Objective  To evaluate the protective effect of sevoflurane preconditioning on lung ischemia-reperfusion injury (IRI) and its influence on the Toll-like receptor 4 (TLR4)/myeloid differentiation factor 88(MyD88)/nuclear factor (NF)-κB signaling pathway.

  Methods  Forty healthy adult SD rats were randomly divided into the control group (Sham group), lung IRI model group (LIRI group), sevoflurane group (Sev group) and TLR4 inhibitor TAK-242 combined with sevoflurane group (TAK+Sev group), 10 rats in each group. The pathological changes of lung tissues were observed by hematoxylin-eosin (HE) staining and the pathological injury score was graded. The cell apoptosis of lung tissues was detected by terminal deoxynucleotidyl transferase-mediated dUTP nick- end labeling (TUNEL) and the apoptosis rate was calculated. The wet-to-dry (W/D) ratio of lung tissues was measured to determine the water content of lung tissues. The levels of oxidative stress-related parameters in the lung tissues and inflammatory factors in both the lung tissues and serum were detected. The expression levels of TLR4/MyD88/NF-κB signaling pathway-associated proteins in the lung tissues were determined by Western blot.

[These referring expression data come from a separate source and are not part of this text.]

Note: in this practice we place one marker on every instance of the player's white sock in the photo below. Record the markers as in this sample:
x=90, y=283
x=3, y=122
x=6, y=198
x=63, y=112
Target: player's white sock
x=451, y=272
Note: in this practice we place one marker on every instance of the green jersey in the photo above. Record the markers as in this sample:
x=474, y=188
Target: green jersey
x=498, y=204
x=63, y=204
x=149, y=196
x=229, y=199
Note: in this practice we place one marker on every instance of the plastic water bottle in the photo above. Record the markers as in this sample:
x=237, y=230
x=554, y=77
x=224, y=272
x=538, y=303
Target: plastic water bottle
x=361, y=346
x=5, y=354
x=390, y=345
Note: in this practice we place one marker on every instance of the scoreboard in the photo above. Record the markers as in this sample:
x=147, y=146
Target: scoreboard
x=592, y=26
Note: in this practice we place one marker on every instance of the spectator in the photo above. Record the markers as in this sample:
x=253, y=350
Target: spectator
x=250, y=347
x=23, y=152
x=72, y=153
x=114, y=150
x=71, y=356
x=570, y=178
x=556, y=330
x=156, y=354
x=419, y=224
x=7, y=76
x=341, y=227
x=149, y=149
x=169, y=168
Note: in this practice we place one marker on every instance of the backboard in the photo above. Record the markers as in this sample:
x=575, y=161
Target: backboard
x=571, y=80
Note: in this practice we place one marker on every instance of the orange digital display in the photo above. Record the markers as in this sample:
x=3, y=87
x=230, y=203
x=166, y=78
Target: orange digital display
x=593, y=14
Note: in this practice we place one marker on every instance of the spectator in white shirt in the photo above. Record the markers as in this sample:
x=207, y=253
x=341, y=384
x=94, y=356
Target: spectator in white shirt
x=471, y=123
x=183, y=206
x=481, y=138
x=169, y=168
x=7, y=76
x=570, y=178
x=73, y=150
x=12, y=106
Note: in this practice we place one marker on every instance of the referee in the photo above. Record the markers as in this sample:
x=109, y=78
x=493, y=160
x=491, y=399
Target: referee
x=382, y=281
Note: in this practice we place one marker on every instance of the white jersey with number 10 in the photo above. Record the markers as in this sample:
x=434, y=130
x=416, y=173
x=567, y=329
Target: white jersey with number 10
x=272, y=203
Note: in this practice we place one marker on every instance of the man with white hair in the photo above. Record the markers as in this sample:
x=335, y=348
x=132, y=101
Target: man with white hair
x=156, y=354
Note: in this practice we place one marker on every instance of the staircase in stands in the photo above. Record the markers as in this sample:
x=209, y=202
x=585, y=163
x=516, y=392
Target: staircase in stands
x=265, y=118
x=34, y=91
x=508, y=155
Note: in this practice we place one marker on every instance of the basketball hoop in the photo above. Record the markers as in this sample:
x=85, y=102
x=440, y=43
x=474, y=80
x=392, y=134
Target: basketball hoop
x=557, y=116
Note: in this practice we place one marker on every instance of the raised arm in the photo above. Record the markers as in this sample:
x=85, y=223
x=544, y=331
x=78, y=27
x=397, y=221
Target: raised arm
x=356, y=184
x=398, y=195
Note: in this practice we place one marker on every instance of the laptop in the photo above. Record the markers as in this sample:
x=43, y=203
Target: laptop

  Results  Compared with the Sham group, the pathological injury score, W/D ratio, cell apoptosis rate, malondialdehyde (MDA) level, inflammatory factor level and the relative expression levels of TLR4, MyD88 and NF-κB p65 proteins in the lung tissues were significantly increased, whereas the superoxide dismutase (SOD) level and the relative expression level of NF-κB inhibitory protein α(IκBα) were significantly decreased in the LIRI and Sev groups (all P < 0.05). Compared with the LIRI group, the pathological injury score, W/D ratio, cell apoptosis rate, MDA level, inflammatory factor level and the relative expression levels of TLR4, MyD88 and NF-κB p65 proteins were significantly decreased, whereas the SOD level and the relative expression level of IκBα were significantly increased in the Sev and TAK+Sev groups (all P < 0.05). Compared with the Sev group, the pathological injury score, W/D ratio, cell apoptosis rate, MDA level, inflammatory factor level and the relative expression levels of TLR4, MyD88, NF-κB p65 proteins were significantly decreased, while the relative expression level of IκBα was significantly increased in the TAK+Sev group (all P < 0.05).

  Conclusions  Sevoflurane preconditioning may inhibit the activation of TLR4/MyD88/NF-κB signaling pathway and suppress inflammatory reaction and oxidative stress, thereby effectively mitigating the lung IRI.